Consumer giants beat expectations as branded product sales increase
Procter & Gamble and Colgate-Palmolive boosted sales of their brand name products in the last few months, convincing consumers to spend a little more with a bigger investment in advertising.
A tentative recovery in consumer spending helped both consumer goods leaders post better-than-expected results. Profit at P&G, the maker of Tide laundry detergent and Pampers diapers, fell less than anticipated. A higher profit at toothpaste and dish-soap maker Colgate was even stronger than analysts expected.
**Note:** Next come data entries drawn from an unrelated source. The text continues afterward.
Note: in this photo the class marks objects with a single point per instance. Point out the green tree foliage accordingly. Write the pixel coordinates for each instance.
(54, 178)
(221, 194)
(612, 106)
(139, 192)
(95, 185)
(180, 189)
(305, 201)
But the companies stood by their 2010 profit forecasts as they digest new issues such as the impact from the devaluation of Venezuela’s bolivar currency.
“It’s encouraging, there’s no question,” JP Morgan analyst John Faucher said of the results from P&G and Colgate.
“However, as the raw material environment normalises after having easy comparisons, they’re not going to put up this kind of upside without some acceleration in top line growth going forward,” he said.
The companies must also prepare to respond to competitors across the sector increasing their spending on advertising, promotions and other plans.
P&G did say that sales should rise more than it previously anticipated this year. It also said moving to the lower exchange rate in Venezuela would trim reported sales by less than two per cent and have no impact on its organic sales growth rate.
P&G and Colgate have felt pressure since late 2007 as consumers bought less expensive products to save money. But Colgate’s portfolio has been more resistant to such trends since most of its products, such as toothpaste and soap, are less discretionary.